L’analyse de Faïz
Hebbadj, Président de Norma Capital.
Alors que l’État tente
de trouver une issue à la dette publique et œuvre à un retour de l’équilibre
budgétaire, un angle mort persiste : une partie croissante de l’épargne
immobilière française se détourne du territoire national. Ce phénomène, discret
mais massif, interroge à l’heure où chaque levier de croissance et de recettes
fiscales devrait être activé.
Les Français restent
attachés à la pierre. Elle rassure, protège de l’inflation, génère des revenus
complémentaires. Le dernier baromètre Norma Capital / Occurrence IFOP
(janvier-février 2025) le confirme : l’immobilier demeure une valeur refuge
pour une majorité d’épargnants.
Dans ce paysage, les
SCPI (Sociétés Civiles de Placement Immobilier) occupent une place
structurante. Elles permettent d’accéder à l’immobilier de manière mutualisée,
avec une gestion déléguée et une diversification des risques. Le marché reste
solide, avec plus de 86 milliards d’euros de capitalisation au premier
trimestre 2025 (source : ASPIM).
Mais derrière cette
apparente stabilité se cache une réalité plus troublante. Depuis 2012, plus de
23 milliards d’euros ont été investis hors de France par les SCPI, avec une
accélération notable à partir de 2016.
Le rythme des
investissements des SCPI à l’étranger s’accentue, il atteint actuellement au
premier trimestre 2025 près de 80% des montants investis par les SCPI.
Un chiffre qui
interpelle, d’autant que les SCPI sont historiquement associées au financement
des territoires, à l’emploi local et s'inscrivent aujourd'hui dans une démarche
de transition énergétique.
La cause ? Une
distorsion fiscale bien connue des professionnels, mais encore peu discutée
publiquement. En France, les revenus fonciers sont fortement imposés : impôt
sur le revenu et 17,2% de prélèvements sociaux. À l’étranger, ces prélèvements
sociaux ne s’appliquent pas. Ce seul écart suffit à orienter les flux, sans
même avoir besoin d’un différentiel de performance. Le cadre fiscal, en l’état,
pousse mécaniquement les gestionnaires à investir hors de France et les
épargnants à favoriser les SCPI dites « Européennes ».
Or, ces décisions ont
des conséquences économiques lourdes. Chaque euro investi à l’étranger, c’est :
• Une perte de droits de mutation (5,1 à 6%)
pour les collectivités ;
• Moins d’activité pour les entreprises du
bâtiment et les artisans locaux ;
• Moins de fiscalité locale (taxe foncière,
déchets, etc.) et de recettes indirectes (TVA, charges, impôts).
In fine, ce sont des
milliards d’euros de recettes fiscales qui échappent au pays chaque année.
En dix ans (2015–2024),
nous avons estimé que ce manque à gagner, cumulé pour les finances publiques, avoisinerait
1,6 milliard d’euros hors impôts sur les revenus, dont environ 190 millions
pour la seule année 2024. Source Norma Capital.
Ce glissement des
capitaux vers l’étranger induit une perte directe pour le budget de l’Etat et
des collectivités, mais pose également une question plus large sur l’allocation
du capital dans l’économie.
Il ne s’agit pas de
remettre en cause la diversification géographique ni l’ouverture européenne.

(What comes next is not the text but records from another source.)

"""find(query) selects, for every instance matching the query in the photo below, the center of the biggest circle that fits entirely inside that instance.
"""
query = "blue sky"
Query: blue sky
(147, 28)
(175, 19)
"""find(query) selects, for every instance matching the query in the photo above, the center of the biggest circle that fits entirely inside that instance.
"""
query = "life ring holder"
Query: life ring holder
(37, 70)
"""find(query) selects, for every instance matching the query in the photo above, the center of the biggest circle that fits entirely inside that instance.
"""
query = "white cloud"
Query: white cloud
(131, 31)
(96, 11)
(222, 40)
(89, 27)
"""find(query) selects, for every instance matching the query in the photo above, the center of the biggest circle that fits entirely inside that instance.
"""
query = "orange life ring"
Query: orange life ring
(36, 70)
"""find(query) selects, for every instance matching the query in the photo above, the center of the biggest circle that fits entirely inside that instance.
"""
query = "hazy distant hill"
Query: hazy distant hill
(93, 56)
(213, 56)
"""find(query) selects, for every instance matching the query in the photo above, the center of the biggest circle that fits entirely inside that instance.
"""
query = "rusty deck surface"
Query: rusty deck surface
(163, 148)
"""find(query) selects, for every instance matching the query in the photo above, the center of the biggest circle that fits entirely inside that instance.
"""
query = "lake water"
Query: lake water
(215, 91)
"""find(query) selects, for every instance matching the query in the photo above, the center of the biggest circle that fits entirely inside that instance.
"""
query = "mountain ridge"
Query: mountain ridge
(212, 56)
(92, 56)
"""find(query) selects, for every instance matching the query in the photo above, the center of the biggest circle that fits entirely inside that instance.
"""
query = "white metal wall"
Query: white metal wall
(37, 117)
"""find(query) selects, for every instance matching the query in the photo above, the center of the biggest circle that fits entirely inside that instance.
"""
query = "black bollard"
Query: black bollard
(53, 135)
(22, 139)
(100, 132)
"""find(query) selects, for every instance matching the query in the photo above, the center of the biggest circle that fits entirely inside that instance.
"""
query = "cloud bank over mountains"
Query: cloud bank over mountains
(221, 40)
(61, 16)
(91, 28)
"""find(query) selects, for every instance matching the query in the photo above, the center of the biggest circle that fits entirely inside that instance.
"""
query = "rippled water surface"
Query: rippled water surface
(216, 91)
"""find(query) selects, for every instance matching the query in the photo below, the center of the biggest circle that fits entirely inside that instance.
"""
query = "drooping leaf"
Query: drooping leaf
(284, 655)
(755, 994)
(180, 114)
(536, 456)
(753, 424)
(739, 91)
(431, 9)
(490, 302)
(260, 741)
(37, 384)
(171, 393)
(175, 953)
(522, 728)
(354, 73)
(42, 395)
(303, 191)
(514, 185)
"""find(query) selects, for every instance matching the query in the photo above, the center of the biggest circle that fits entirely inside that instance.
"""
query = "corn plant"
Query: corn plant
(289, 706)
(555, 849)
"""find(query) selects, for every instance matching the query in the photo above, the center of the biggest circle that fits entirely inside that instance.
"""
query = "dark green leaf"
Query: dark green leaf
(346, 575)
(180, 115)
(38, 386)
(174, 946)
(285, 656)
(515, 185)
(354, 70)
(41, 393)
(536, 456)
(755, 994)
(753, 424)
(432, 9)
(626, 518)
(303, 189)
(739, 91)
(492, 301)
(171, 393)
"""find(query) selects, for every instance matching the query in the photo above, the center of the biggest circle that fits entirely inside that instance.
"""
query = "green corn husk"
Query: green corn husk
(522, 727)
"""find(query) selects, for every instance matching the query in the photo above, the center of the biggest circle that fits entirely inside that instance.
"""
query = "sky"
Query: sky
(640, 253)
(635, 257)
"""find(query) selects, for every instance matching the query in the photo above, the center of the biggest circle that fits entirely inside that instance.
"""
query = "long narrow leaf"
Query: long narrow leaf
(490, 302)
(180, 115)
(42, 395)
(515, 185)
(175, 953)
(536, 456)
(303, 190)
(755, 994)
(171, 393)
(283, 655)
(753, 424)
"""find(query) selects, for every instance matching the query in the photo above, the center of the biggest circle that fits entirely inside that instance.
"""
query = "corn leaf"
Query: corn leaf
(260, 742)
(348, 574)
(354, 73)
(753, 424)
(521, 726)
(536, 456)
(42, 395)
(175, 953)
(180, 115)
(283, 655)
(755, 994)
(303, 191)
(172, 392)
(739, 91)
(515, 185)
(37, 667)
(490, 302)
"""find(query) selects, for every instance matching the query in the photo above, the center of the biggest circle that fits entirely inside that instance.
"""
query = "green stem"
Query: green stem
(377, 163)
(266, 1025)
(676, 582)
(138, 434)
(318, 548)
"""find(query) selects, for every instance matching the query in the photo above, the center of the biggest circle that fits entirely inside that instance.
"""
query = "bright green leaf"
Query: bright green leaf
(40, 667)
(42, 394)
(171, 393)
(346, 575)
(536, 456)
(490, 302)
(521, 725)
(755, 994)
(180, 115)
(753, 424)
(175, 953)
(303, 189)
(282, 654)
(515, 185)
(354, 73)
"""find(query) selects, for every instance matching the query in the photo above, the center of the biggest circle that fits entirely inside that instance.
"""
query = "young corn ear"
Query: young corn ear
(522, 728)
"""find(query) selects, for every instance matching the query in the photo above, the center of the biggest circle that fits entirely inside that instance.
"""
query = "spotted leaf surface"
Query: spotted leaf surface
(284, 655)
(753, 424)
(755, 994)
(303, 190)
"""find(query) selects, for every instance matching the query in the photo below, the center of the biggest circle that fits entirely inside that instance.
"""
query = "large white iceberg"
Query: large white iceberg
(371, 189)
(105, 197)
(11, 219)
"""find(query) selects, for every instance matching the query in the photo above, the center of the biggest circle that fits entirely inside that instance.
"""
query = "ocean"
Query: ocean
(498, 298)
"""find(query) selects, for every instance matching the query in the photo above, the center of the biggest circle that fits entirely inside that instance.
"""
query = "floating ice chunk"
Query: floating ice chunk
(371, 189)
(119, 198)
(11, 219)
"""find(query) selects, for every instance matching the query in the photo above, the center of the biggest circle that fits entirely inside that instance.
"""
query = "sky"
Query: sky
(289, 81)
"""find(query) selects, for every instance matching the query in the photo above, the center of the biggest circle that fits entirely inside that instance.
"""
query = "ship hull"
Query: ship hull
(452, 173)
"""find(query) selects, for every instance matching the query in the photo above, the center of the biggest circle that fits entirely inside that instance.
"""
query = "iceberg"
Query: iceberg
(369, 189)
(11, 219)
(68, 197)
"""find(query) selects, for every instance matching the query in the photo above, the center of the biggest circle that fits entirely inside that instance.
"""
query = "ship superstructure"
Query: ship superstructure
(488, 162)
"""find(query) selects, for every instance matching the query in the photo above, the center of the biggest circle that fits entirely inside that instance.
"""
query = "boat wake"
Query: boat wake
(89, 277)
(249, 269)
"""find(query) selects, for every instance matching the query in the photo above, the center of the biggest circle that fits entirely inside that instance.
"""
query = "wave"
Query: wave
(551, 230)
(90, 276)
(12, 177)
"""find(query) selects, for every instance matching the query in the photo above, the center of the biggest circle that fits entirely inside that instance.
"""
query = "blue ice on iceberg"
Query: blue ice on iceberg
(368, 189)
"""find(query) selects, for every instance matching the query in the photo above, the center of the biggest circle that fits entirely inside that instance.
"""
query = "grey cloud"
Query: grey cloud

Mais il devient incohérent – voire contre-productif – de laisser s’échapper
notre épargne collective hors de nos frontières sans s’interroger sur les
effets induits.
Revoir la fiscalité des
revenus fonciers français ne signifie pas alourdir l’impôt. Il s’agit, au
contraire, de rétablir une forme de neutralité entre investissements nationaux
et internationaux. À défaut, la France continuera d’encourager, malgré elle, l’exil
de son épargne et la contraction de ses ressources publiques.
Oui à l’Europe. Oui à la diversification. Mais non à un cadre fiscal qui décourage l’investissement productif sur notre sol. Il est temps de remettre de la cohérence entre politique budgétaire, fiscalité et stratégie économique.